At the beginning of October, Harrington and Flood travelled to Wales for their third Ryder Cup. “The Ryder Cup is something totally different and special to anything else,” Flood says of the unique format of the tournament – a format which makes it unusual and challenging for a caddie, as many games are played with a golfing partner: “We played three matches in a pair so you’re talking to someone else about slopes and putts.”

Although his career consists of constant travel between exotic locations, Flood says that he rarely gets to see more than the airport, hotel and golf course. Despite the next three stops on the agenda being Shanghai, Singapore and Dubai, he feels that “it sounds a lot more glamorous than it is”. However, he does appreciate how lucky he is, admitting: “It’s hard to beat being out in sunshine, wearing shorts and a t-shirt, travelling all over the world.”

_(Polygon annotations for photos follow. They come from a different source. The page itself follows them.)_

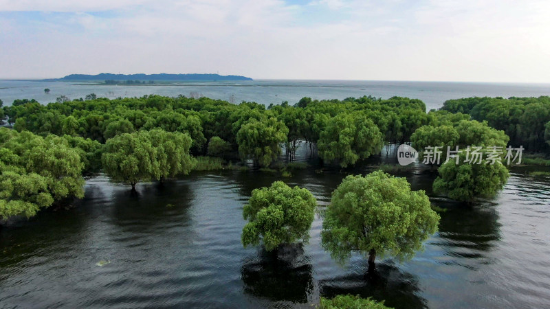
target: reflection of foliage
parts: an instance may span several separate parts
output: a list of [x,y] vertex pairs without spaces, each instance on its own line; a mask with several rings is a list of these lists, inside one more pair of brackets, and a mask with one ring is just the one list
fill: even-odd
[[281,259],[263,251],[259,260],[243,265],[241,277],[245,284],[245,293],[275,301],[307,302],[307,295],[313,289],[313,268],[307,263],[296,265],[282,260],[308,260],[303,256],[303,250],[296,250],[292,255],[297,256]]
[[358,295],[338,295],[332,299],[321,297],[320,309],[386,309],[384,301],[377,302],[368,298],[361,298]]
[[[414,275],[402,271],[395,264],[379,263],[376,267],[364,266],[364,273],[355,272],[319,282],[320,295],[333,298],[337,295],[372,297],[395,308],[426,308],[426,300],[418,296],[420,289]],[[404,305],[406,304],[406,305]]]

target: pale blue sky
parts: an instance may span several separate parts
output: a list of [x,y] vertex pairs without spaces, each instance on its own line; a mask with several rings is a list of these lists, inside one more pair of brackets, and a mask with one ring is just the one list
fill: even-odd
[[547,1],[0,0],[0,78],[550,82]]

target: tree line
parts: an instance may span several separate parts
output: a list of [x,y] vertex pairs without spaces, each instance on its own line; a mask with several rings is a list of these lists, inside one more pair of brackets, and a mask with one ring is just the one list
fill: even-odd
[[[384,144],[410,142],[422,149],[426,146],[505,146],[511,140],[498,130],[503,126],[493,128],[490,122],[481,121],[474,113],[481,109],[478,107],[481,103],[472,102],[492,102],[479,98],[447,101],[440,111],[428,113],[421,100],[399,97],[304,98],[294,105],[284,102],[267,108],[255,102],[234,104],[183,95],[116,100],[94,95],[87,99],[47,105],[16,100],[0,109],[0,116],[13,126],[14,135],[45,141],[60,139],[63,143],[56,145],[63,144],[79,154],[82,165],[79,173],[102,168],[114,181],[133,187],[140,181],[163,181],[188,173],[196,155],[223,157],[234,152],[243,160],[267,167],[282,149],[292,159],[298,148],[305,145],[310,154],[346,168],[380,153]],[[547,97],[509,100],[531,102],[536,106],[548,102]],[[542,127],[550,130],[547,122]],[[550,131],[544,133],[550,136]],[[537,136],[544,133],[539,130]],[[537,141],[538,145],[540,141]],[[17,164],[25,165],[25,160],[20,160],[23,163]],[[14,164],[3,163],[2,175],[7,168],[3,166],[8,165]],[[434,192],[467,202],[494,196],[508,177],[507,169],[500,163],[467,166],[451,160],[434,168],[439,174]],[[25,165],[19,170],[32,172]],[[3,198],[16,199],[14,195],[10,196]]]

Most recently, the pair visited Malaysia, which saw them win the Iskandar Johor Open – Harrington’s first victory in a ranking tournament since the US PGA Open of 2008.

Despite waiting over two years to win the first major, neither Harrington nor Flood ever felt like there was a problem that needed addressing. “It’s more people on the outside looking in talking about the monkey off the back,” he says. “Winning is funny, because you can play well one week and not win, and then other weeks you can play badly and win.”

Hopefully, from an Irish supporter’s perspective, the two can build on this success and acquire more championships in the future. In this current economic environment, the caddie seems to have found himself in a highly enviable position, compared to his former AIB career. With Harrington finding his form and a baby due in December, it is bound to be a busy 2011 for Ronan Flood.